Understanding the heat resistance variations of similar STEC serovars in different food systems is very important in designing or selecting adequate thermal parameter(s) to eliminate STECs in processed foods. There was no significant difference in D-values observed between E. coli O157: H7 reported by Rajkowski  (4.2 seconds) and non-O157 STEC in our study (3.6 seconds) at the higher temperature of 65°C (Table 1). Therefore, it is reasonable to assume that non-O157 STEC strains behave similarly to O157:H7 when exposed to heat at higher temperature stress (e.g. >60°C) in fish meat. The findings may play an important role in if a continuous thermal process deviates from the original temperature/time settings then, a compensation process time will be required to warrant the food safety (e.g. to achieve a 5-log reduction in a thermal process).
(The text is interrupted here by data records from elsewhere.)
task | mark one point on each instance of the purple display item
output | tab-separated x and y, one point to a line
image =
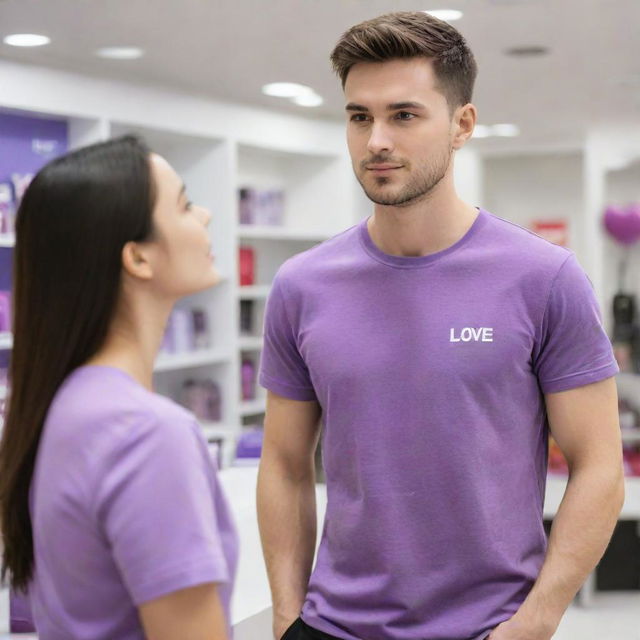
200	329
248	375
246	317
183	335
5	311
7	209
250	443
20	183
20	619
246	200
29	143
213	400
623	224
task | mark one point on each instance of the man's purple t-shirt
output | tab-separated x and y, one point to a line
126	507
430	372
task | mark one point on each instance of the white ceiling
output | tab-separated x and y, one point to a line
228	50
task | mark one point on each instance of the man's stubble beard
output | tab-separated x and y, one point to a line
419	186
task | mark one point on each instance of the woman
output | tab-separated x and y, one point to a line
112	514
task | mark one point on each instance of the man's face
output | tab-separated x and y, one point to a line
399	129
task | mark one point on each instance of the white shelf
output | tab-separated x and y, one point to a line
171	362
254	292
556	485
251	232
631	436
250	343
6	340
218	430
253	407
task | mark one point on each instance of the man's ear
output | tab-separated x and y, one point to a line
135	261
464	121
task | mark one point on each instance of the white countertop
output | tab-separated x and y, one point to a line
251	593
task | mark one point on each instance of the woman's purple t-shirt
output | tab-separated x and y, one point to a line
431	373
126	507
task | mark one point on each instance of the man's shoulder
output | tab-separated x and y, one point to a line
525	246
320	259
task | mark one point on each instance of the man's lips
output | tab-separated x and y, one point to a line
382	167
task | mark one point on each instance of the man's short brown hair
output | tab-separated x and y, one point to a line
411	34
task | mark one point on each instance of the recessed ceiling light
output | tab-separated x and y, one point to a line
495	130
505	130
448	15
527	52
286	90
308	100
120	53
481	131
26	40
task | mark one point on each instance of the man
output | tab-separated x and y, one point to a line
439	343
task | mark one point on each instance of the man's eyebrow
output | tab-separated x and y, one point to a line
394	106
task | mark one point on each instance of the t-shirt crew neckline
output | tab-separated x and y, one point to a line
412	262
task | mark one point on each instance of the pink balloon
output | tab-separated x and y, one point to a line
623	224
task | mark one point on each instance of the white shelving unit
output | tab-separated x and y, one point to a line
216	148
278	234
253	292
253	407
250	343
189	360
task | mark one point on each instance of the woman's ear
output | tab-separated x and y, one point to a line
135	261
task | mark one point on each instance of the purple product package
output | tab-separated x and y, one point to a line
248	375
200	328
182	331
203	398
20	618
7	209
246	206
249	446
5	311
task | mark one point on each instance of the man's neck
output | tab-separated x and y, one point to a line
422	228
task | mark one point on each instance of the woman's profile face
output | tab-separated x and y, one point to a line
180	250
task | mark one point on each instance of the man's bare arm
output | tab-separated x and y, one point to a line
584	423
287	503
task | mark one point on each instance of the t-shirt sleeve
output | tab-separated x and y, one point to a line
572	348
155	507
282	368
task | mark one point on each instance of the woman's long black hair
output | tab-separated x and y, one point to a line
72	224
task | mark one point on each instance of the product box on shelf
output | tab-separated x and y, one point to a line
246	317
7	209
5	311
203	398
248	375
247	266
249	448
187	330
261	206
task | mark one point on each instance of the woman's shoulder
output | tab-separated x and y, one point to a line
105	405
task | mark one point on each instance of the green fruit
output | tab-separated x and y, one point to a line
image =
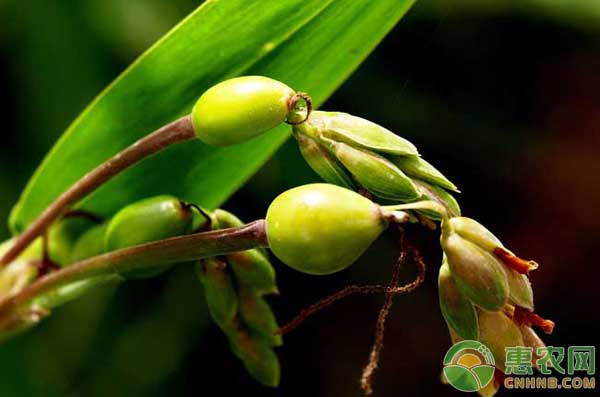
259	317
241	108
148	220
478	274
257	354
253	270
418	168
457	310
375	173
323	163
498	332
321	228
90	244
219	290
356	132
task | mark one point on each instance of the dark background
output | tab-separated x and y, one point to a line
504	97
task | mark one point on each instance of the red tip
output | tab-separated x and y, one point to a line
524	316
514	262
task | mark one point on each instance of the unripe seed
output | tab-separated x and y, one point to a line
219	290
457	310
259	317
241	108
478	274
321	228
356	132
375	173
148	220
323	163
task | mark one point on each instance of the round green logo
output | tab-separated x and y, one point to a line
469	366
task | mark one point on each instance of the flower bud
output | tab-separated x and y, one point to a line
241	108
253	270
497	331
259	317
520	292
16	276
375	173
90	244
321	228
145	221
219	290
257	355
478	274
457	310
440	196
356	132
421	169
323	163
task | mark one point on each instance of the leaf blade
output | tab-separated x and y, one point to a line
311	45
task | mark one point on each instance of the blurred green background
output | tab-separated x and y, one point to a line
503	96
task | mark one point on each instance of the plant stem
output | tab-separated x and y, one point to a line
177	131
163	252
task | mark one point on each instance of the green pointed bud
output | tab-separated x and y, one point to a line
321	228
219	290
323	163
355	131
148	220
478	274
440	196
62	237
258	356
457	310
421	169
75	290
475	232
90	244
241	108
19	321
375	173
253	270
497	331
521	293
259	317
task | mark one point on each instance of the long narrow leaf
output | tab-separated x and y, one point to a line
312	45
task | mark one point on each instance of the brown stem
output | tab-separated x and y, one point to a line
173	250
177	131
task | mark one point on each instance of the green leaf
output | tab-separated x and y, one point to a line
311	45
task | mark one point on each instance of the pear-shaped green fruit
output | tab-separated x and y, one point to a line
321	228
241	108
148	220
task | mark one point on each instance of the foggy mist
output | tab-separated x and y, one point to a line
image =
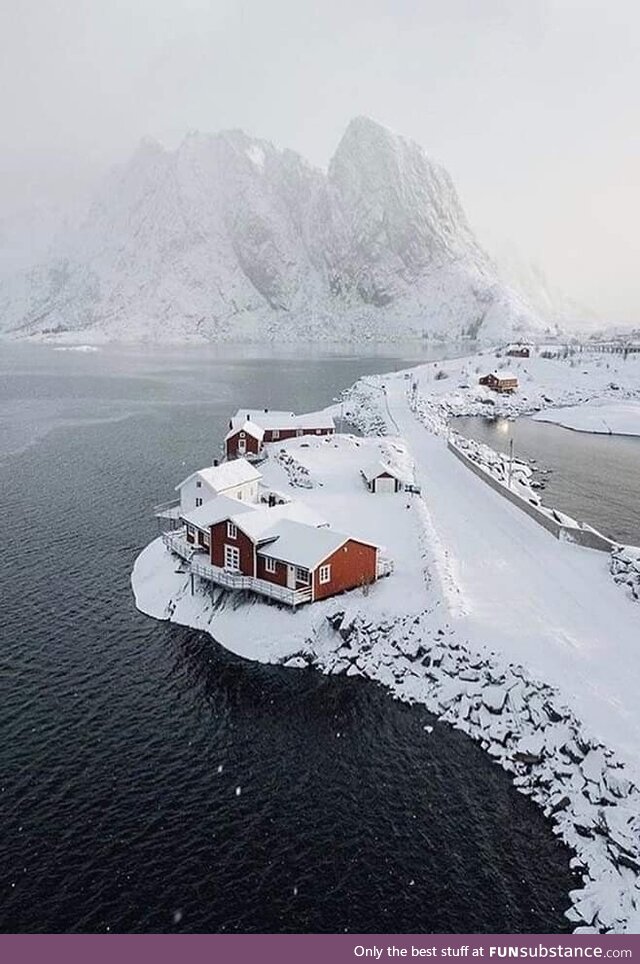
532	105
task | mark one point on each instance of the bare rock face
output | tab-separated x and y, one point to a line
230	237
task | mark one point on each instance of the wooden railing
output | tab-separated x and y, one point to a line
384	567
235	580
176	542
165	506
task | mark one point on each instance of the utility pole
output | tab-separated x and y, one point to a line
510	460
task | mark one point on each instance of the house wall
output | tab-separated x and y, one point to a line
246	492
279	576
218	539
352	565
384	475
231	445
189	492
286	433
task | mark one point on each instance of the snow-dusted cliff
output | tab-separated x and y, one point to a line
229	237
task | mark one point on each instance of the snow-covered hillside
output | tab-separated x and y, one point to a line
229	237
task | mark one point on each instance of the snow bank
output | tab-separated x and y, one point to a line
522	723
625	569
471	570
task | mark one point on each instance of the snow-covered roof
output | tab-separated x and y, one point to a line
222	507
265	418
259	524
503	376
225	476
314	420
251	428
302	545
376	469
269	420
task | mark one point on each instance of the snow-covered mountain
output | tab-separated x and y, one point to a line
549	300
230	237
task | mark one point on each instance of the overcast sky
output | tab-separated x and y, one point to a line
533	105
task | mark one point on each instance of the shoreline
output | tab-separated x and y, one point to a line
523	723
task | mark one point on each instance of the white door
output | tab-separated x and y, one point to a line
385	485
232	558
Another important parameter for total lethality calculation is the z-value which refers change in temperature (°C) required for the thermal destruction of one log cycle time change in D-value. The z-value was estimated by computing the linear regression of mean log10 D-values against their corresponding heating temperatures . In this study, the z-value for non-O157 STEC in catfish fillets was 4.4°C, which is consistent with the finding by Rajkowski , where a z-value of 4.3°C of E. coli O157:H7 in both catfish and tilapia was reported.
The thermal D-values for non-O157 STEC on catfish at lower temperature (e.g. 55°C) was found much greater than those obtained at higher temperatures (e.g. > 60°C) compared to the O157 serovars. However, the z-values were approximately the same as reported in other studies for fish meat. The results indicated that food borne STEC strains may exhibit different survival behavior in various food systems and temperature ranges. It is of great interest that microbial food safety related data may need to be established to warrant food safety in selecting the proper thermal processing parameters. The results obtained in this study will assist seafood industry in designing acceptance limits on critical control points that ensure safety in eliminating the possible presence of any food borne STEC pathogens.